Prey Mooncrash review code provided by the publisher.
Prey Mooncrash is a genuine surprise.
The teases for Prey Mooncrash had told us the new Prey DLC would likely be on the moon, but exactly what you’d be doing there was very much a mystery. The common assumption was that we’d get a bit of additional story, a mini-version of the main game with the novelty of moon gravity.
It’s safe to say, it’d have been one lucky guess if you’d correctly predicted what Prey Mooncrash actually is.
Prey Mooncrash Review: Moonstruck
Carrying on from the revelation at the end of the main game that the entire story was a simulation of the past, Prey Mooncrash has you using data from a disaster on a Moon base to try and uncover what exactly went wrong (non-spoiler: it probably involves shape-shifting aliens). You do this by simulating the movements of several people who were there when disaster struck.
Mooncrash takes all that worked well in Prey and boils it down to its purest form. Every mechanic, weapon, storytelling nugget, and act born of paranoia is stripped back and reassembled into this sleek roguelike-inspired package. You start at the same points for each playthrough, but everything from there can go so many different ways, requiring a near full knowledge of the magic of Prey’s fast and loose style.
This is a much smaller playing field than the main game, but the vertical depth means its also deceivingly large. That’s a crucial thing to remember because it feeds into the level of replayability for Mooncrash. You have five ways to leave the moonbase, and five characters to get home.
The main goal is to learn how to escape in each way individually and then use that knowledge to make a final, ultimate run where all five get home in a single run. It’s safe to say that you won’t be doing that straight away, as you have to find and unlock the rest of the characters, and then experiment through their own individual run where enemy and item placement is never the same twice.
Prey Mooncrash Review: Moon Wither
Seeing as Mooncrash takes inspiration from roguelikes, it’ll be no surprise to learn that as you try to escape the base, you’ll most definitely die…a lot. The procedural nature of Mooncrash adds an air of uncertainty that only adds to the paranoia brought on by the shape-shifting alien menace. Cleverly, Mooncrash avoids repetition by allowing small changes to the game world via your actions in each run.
Clear out a room on one run and you’ll likely have a more peaceful passage through it next time. Though there are definitely certain obstacles that won’t be vanquished for quite a few runs (the big new enemy known as the Moonshark is a properly intimidating foe).

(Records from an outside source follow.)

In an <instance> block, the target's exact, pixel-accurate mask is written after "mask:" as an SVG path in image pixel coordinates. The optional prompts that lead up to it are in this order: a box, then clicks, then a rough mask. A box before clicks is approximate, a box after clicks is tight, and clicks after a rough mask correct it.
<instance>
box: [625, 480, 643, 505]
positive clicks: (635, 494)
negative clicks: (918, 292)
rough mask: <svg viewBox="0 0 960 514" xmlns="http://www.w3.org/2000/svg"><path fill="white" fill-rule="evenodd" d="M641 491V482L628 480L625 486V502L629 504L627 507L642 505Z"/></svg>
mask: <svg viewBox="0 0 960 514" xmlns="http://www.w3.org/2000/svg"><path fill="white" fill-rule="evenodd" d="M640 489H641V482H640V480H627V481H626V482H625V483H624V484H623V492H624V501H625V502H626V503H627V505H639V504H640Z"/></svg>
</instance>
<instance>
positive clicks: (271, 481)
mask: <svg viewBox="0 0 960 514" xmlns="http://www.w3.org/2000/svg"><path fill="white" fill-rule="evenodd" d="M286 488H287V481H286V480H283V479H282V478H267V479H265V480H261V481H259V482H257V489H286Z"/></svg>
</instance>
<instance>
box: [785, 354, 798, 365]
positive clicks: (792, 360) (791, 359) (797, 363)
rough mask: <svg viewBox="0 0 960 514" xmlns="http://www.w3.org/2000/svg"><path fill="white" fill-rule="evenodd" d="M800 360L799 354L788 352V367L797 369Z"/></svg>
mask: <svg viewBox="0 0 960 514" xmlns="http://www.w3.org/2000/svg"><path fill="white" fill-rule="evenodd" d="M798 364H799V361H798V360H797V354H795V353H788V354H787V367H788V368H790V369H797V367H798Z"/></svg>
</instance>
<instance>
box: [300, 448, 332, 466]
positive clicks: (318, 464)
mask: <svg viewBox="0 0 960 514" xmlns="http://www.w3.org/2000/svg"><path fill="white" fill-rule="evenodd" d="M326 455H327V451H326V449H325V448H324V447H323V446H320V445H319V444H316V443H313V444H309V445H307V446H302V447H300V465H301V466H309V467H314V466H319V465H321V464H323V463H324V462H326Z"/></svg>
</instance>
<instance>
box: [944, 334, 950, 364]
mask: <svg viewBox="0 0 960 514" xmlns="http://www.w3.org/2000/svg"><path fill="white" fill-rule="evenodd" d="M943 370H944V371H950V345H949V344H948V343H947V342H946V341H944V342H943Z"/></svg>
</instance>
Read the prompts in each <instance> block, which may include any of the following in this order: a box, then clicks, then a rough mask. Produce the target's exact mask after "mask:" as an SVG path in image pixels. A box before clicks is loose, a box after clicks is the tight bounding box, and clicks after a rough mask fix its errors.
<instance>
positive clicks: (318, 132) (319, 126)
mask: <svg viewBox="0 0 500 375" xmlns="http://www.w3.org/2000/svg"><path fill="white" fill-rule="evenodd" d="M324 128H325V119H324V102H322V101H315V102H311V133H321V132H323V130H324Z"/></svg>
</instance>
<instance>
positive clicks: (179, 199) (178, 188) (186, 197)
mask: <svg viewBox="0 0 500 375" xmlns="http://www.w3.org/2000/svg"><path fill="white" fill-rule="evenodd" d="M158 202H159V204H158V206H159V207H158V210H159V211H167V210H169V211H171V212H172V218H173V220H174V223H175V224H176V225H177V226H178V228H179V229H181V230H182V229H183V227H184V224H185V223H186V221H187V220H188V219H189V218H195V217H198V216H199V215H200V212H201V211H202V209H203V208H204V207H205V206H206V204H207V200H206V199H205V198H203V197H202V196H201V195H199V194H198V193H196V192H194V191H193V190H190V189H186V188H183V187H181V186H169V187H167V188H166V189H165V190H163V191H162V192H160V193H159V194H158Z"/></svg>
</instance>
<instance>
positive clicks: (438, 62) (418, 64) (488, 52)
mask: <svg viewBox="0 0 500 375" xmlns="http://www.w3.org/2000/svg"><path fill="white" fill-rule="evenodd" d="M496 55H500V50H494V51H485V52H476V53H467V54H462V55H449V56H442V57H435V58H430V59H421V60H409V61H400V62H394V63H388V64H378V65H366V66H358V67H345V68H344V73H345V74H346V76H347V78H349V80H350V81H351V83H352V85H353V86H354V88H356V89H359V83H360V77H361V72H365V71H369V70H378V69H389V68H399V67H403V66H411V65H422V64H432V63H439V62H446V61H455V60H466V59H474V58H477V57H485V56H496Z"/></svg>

You earn points for certain actions (discoveries, completed objectives, and kills) from a run, and those points can be used to purchase better weaponry to start with (your first weapon is the wrench), so there’s a proper sense of progression no matter how poorly you do.
Another helpful thing is that each run brings chances to upgrade your characters with Psi powers and the like too, meaning that after a significant bit of time investment, your protagonists will be adequately powered to tackle that final goal of a clean five-person escape.
While much is brought over from the main game, Prey: Mooncrash does throw in the odd new alteration to the established template. The Gloo Gun gets a grenade-based change for instance and body trauma is a new problem to overcome (one of several new gameplay changes that also gets added to the main game).
Body trauma is interesting as say you panic and blow up an alien nasty at close range, it could well mean you get a concussion, which left untreated, will affect your vision. It’s a bit of added spice that invariably hits you hardest just when you feel a bit too confident and plays into Prey’s mantra of learning on the fly.
Prey Mooncrash Review: Gloo Moon
This is where the five characters are important to what works in Mooncrash. Each represents a different style of play, and come with their own advantages and disadvantages. Rather than just finding a way that works for you, you need to adapt your playstyle accordingly if you wish to get all five to the end. That’s the beauty of the late game too, as you juggle these play styles in fairly quick succession in order to succeed (and you need to be quick because your objectives don’t wait about in Mooncrash).
Alas, Prey Mooncrash doesn’t get everything right. The richness of storytelling found in Talos-I in Prey is not present in Mooncrash. Even if the voice-acting is arguably better, there’s not enough done with it to matter. Then an old foe from the main game’s launch shows up here in the form of some groin-achingly long load times that eat away at this feeling of fluidity Prey Mooncrash is clearly going for. As it was then, the problem is just about balanced out by the time you spend messing about in the playground Arkane has provided, but a quick death is doubly aggravating when you have to immediately wait for more than a minute to have another crack. The upside is that is was fixed to some degree in Prey, so Mooncrash may yet improve on this front.
Prey Mooncrash Review: Shark at the Moon
I can’t say this is what I expected from Arkane’s next dip into the world of Prey, but I’m happy that this is what we got. Prey’s structure is a good fit for this kind of roguelike/Metroidvania type of spinoff, and it shows in how it plays out. While the story’s shortcomings aren’t too much of a problem, the ridiculous load times are. Luckily, this is a fine DLC addition to Prey that takes the best of the main game and makes it work in a more compact frame.